There’s also a flag_enum variation with power-of-two semantics and an unsigned underlying type:

// file_attributes is declaratively a safe flag enum type:
// same as enum, but with a minimal-size unsigned underlying
// type by default, and values that automatically start at 1
// and rise by powers of two if the user didn't write their 
// own value, and bitwise operations plus .has(flags), 
// .set(flags), and .clear(flags)... the word "flag_enum"
// carries all that meaning as a convenient and readable
// opt-in without hardwiring "[Flags]" specially into the
// language
//
file_attributes: @flag_enum<u8> type = {
    cached;     // 1
    current;    // 2
    obsolete;   // 4
    cached_and_current := cached | current;
}

Safe union metafunction

And you can declaratively opt into writing a safe discriminated union/variant type:

// name_or_number is declaratively a safe union/variant type: 
// it has a discriminant that enforces only one alternative 
// can be active at a time, members always have a name, and
// each member has .is_member() and .member() accessors...
// the word "union" carries all that meaning as a convenient 
// and readable opt-in without hardwiring "union" specially 
// into the language
//
name_or_number: @union type = {
    name: std::string;
    num : i32;
}

Why have this metafunction on an ordinary C++ class, when C++ already has both C’s union and C++11’s std::variant?

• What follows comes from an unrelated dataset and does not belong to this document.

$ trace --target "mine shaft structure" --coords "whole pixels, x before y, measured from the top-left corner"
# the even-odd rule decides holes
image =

Because:

• it keeps the language smaller and simpler, because it doesn’t hardwire special-purpose divergent splinter types into the language and compiler
  • (cue the Beatles earworm again: “class is all you need, class is all you need…”);
• it’s a better union than C union, because C union is unsafe; and
• it’s a better variant than C++11 std::variant, because std::variant is hard to use because its alternatives are anonymous (as is the type itself; there’s no way to distinguish in the type system between a variant<int,string> that stores either an employee id or employee name, and a variant<int,string> that stores either a lucky number or a pet unicorn’s dominant color).

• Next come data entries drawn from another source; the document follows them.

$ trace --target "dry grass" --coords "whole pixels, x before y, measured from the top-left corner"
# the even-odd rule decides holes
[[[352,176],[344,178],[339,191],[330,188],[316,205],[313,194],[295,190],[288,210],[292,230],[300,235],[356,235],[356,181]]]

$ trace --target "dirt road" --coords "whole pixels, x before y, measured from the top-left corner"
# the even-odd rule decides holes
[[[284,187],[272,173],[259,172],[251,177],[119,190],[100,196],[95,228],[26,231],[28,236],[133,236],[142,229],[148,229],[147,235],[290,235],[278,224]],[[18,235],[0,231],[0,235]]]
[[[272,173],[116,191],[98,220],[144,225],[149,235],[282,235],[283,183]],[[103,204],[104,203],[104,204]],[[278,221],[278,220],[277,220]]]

Each @union type has its own type-safe name, has clear and unambiguous named members, and safely encapsulates a discriminator to rule them all. Sure, it uses unsafe casts in the implementation, but they are fully encapsulated, where they can be tested once and be safe in all uses. That makes @union:

• as easy to use as a C union,
• as safe to use as a std::variant… and
• as a bonus, because it’s an ordinary type, it can naturally have other things normal types can have, such as template parameter lists and member functions:

// a templated custom safe union
name_or_other: @union <T:type> type
= {
    name  : std::string;
    other : T;

    // a custom member function
    to_string: (this) -> std::string = {
        if is_name()       { return name(); }
        else if is_other() { return other() as std::string; }
        else               { return "invalid value"; }
    }
}

main: () = {
    x: name_or_other<int> = ();
    x.set_other(42);
    std::cout << x.other() * 3.14 << "\n";
    std::cout << x.to_string(); // prints "42", but is legal whichever alternative is active
}

What’s next

For the rest of the year, I plan to:

• continue self-hosting cppfront, i.e., migrate more of cppfront’s own code to be written in Cpp2 syntax, particularly now that I have enum and union (cppfront uses enum class and std::variant pervasively);
• continue working my list of pending Cpp2 features and implementing them in cppfront; and
• work with a few private alpha testers to start writing a bit of code in Cpp2, to alpha-test cppfront and also to alpha-test my (so far unpublished) draft documentation.

But first, one week from today, I’ll be at CppCon to give a talk about this progress and why full-fidelity compatibility with ISO C++ is essential (and what that means): “Cooperative C++ Evolution: Toward a TypeScript for C++.” I look forward to seeing many of you there!